Because my wife and I paid the use tax, not only for last year but for the past seven years, the Colorado Department of Revenue has sent us three erroneous letters harassing us about paying the use tax. Which we already paid. Here I continue the chronicle from my write up last month.

The last letter is dated June 13 (but received, ironically on June 15, the anniversary of the Magna Carta, which recognizes rights of due process among others). In this letter, Roxanne Huber, Executive Director of the Colorado Department of Revenue, goes so far as to threaten “seizure and sale of your [my!] personal property.”

I did learn from this letter that I made a minor mistake in paying the use tax for the 2009 period. You see, according to Form “DR 0252 Web (12/03/10” (and who hasn’t perused that one for a little pleasure reading), late payments carry a penalty “not to exceed 18% of the tax due, and interest.” I didn’t understand the “and interest” clause. I thought we just owed an 18 percent maximum penalty, so that’s what we paid. But that’s not the end of it.

Form DR 0252 Web refers the reader to www.TaxColorado.com (lovely domain) for additional information. I tried “Common Questions,” which contains a section, “Internet Sales — Tax Paid by Purchaser.”

THIS page says that for more information I should see Form DR 0252 (which, you may recall, is where I started), or 39-26-106 C.R.S. and 39-26-202 C.R.S. Luckily, I know how to look up Colorado statutes online. So I went to Title 39, “Specific Taxes,” “Sales and Use Tax,” “Part 2 Use Tax.” But section 202 is “Authorization of tax,” so I turned instead to 39-26-207, “Penalty interest on unpaid tax.”

So what does this statute say? And I quote: “Any tax due and unpaid under this part 2 shall be a debt to the state, and shall draw interest at the rate imposed under section 39-21-110.5, in addition to the interest provided by section 39-21-109…”

In other words, this is not something that any actual human being can follow.

But, according to the Department of Revenue’s June 13 letter, there are actually three different sorts of penalties: “Sales tax – Late filing penalty,” “Penalty-interest,” and “Interest.” In my case these things totaled $28, but for some reason we had received “credit” for an apparently arbitrary portion of this, making our alleged amount due $20.07.

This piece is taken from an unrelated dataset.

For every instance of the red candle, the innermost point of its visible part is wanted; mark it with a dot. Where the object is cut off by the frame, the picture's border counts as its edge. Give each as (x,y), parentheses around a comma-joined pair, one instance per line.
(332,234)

But, as I explained to the Department, we had already paid the full tax plus an 18 percent penalty of $20.61, so we owe (at most) $8 for “Penalty-interest” and “Interest,” for which we wrote a check.

To collect that $8 in “Penalty-interest” and “Interest,” the Colorado Department of Revenue sent and posted a letter, and my wife and I spent a combined 98 minutes responding and then posting our own letter.

The June 13 letter also claims we still owe the entire tax for 2010 (which we already paid), plus a penalty (which we do not owe, because we paid it on time). But for whatever reason, the June 13 letter did not add that amount to the “Amount Due with This Statement.”

Previously I wrote that I feel “a bit like a minor character in Franz Kafka’s novel The Trial.” While I do not wish to compare the seriousness of my situation with that in the dystopian film Brazil, I cannot help also comparing Form “DR 0252 Web” to Form “Twenty-Seven B Stroke Six.” Or, as my wife put it, “I feel like I’m in the Twilight Zone.”

In other words, the use tax is absolutely crazy.

***

Tony Bubb commented June 16, 2011 at 7:56 AM
Ari,
Yeah, I’m not surprised. I’ve more or less given up on doing my own income taxes, not because I can’t… I did for almost 20 years…
But the Colorado “Fair Share Division” ends up writing me to tell me that my taxes were incorrectly done in vague and confusing language.
This requires time to unravel that and determine that they have had it wrong, not me, and that I don’t owe anything more.
When you get your taxes done professionally, that service is covered.
Nobody should have to be motivated in this way, but I am. So much for the folks there.